Monday, August 15, 2011

Shayna Reed's Sinai Statement: Celebrating Confirmation and An Individual Relationship with G-d

Ed Note: The fourth in our series of our Confirmand's Sinai Statements comes from Shayna Reed. Shayna writes about her individual relationship with God and how her learning in the Confirmation Year has encouraged her to find her own personal relationship with belief as part of the ongoing Jewish journey.
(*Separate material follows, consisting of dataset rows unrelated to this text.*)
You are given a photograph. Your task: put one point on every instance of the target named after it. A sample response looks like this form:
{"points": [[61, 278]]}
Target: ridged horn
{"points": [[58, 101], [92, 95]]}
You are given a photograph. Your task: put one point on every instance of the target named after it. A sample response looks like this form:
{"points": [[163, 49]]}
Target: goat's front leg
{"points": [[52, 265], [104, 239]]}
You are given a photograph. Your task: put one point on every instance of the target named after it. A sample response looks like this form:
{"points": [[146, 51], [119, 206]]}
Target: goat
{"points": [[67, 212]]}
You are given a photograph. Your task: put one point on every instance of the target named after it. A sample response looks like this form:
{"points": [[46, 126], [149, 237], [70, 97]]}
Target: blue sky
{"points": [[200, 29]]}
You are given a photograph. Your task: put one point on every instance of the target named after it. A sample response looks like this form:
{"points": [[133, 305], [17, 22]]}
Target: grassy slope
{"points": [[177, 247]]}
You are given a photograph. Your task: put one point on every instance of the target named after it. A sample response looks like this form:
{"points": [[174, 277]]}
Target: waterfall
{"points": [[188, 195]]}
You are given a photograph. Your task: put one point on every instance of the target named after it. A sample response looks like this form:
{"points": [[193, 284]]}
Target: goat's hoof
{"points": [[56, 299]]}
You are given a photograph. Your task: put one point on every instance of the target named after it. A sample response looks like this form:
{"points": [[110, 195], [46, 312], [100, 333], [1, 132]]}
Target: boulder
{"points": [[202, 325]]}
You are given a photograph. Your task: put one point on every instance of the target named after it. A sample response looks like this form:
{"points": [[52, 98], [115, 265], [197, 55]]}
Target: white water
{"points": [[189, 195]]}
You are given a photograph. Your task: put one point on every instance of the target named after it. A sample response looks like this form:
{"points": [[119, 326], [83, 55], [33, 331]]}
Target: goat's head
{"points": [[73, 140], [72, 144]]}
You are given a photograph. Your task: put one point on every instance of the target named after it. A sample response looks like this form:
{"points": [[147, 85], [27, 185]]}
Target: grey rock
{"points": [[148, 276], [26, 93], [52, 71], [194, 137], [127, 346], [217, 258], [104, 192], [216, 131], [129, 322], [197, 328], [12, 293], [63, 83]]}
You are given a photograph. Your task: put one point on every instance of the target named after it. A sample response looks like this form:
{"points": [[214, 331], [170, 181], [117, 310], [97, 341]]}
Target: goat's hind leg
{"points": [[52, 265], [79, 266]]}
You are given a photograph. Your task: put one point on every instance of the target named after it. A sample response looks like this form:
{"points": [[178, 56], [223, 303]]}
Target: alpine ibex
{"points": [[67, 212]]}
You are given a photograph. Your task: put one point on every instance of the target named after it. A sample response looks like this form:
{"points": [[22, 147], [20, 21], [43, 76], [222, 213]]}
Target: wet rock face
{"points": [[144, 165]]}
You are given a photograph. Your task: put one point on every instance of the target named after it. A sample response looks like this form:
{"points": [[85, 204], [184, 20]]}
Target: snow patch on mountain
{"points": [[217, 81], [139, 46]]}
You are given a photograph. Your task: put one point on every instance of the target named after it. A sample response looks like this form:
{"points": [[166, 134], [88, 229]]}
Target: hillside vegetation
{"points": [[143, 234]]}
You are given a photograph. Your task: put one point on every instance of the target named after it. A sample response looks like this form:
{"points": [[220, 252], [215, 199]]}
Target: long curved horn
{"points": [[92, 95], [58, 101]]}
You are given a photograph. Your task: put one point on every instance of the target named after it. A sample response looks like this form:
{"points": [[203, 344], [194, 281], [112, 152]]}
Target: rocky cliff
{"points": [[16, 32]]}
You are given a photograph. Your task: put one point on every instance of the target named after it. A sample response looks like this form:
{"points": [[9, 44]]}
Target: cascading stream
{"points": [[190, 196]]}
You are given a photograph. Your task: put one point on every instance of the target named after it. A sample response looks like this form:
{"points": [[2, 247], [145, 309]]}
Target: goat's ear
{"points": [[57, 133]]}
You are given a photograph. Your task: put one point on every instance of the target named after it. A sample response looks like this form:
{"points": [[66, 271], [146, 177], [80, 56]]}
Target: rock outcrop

I’ve been going to Religious School for a really really long time, and in the process I have formed many opinions on all sort of topics like prayer, the Jewish relationship with Israel, and the best kind of hamentashen filling (definitely poppy seed). However, one topic that has been harder for me to process and form opinions on is my individual relationship with G-d. I went into this year only knowing what I don’t believe about G-d. I do not believe G-d controls our world and our destinies completely. I do not think G-d is wholly uninvolved in our lives. I don’t believe G-d is so involved as to keep records of our every action and rewards or punishes accordingly, and I do not believe that G-d is our conscience. As a biology geek I tend towards believing that G-d is the order found through science because I see something majestic in the way our world is organized; however, I don’t think that science encompasses the entire nature of G-d or how we lowly humans can relate to G-d. As beautiful as science is to me because it explains our world, some things simply cannot be explained and therefore suggest divine presence.

Obviously, judging from the hardly comprehensive list of ideas I have already rejected, G-d is different for everyone. The one conclusion that I can draw about my own views from our G-d discussions is that I greatly respect the Jewish faith’s command to constantly question G-d in serious ways. As the people Yisrael, even our name reflects our constant struggle with G-d as it literally means “one who will struggle with G-d.” This struggle means that we must constantly re-evaluate what we have learned and always seek more knowledge and reflect on our experiences and the teachings of others. I feel comfortable with Judaism because I am not forced to believe in one ideology, and my understanding of G-d can change as my understanding of life does. I don’t agree with everything our religion tells us but I love the discussions and insights that are stimulated by questioning it. G-d is confusing and ultimately unknowable. However, I know that I will always struggle with G-d, as Jacob and all the Jews before me have.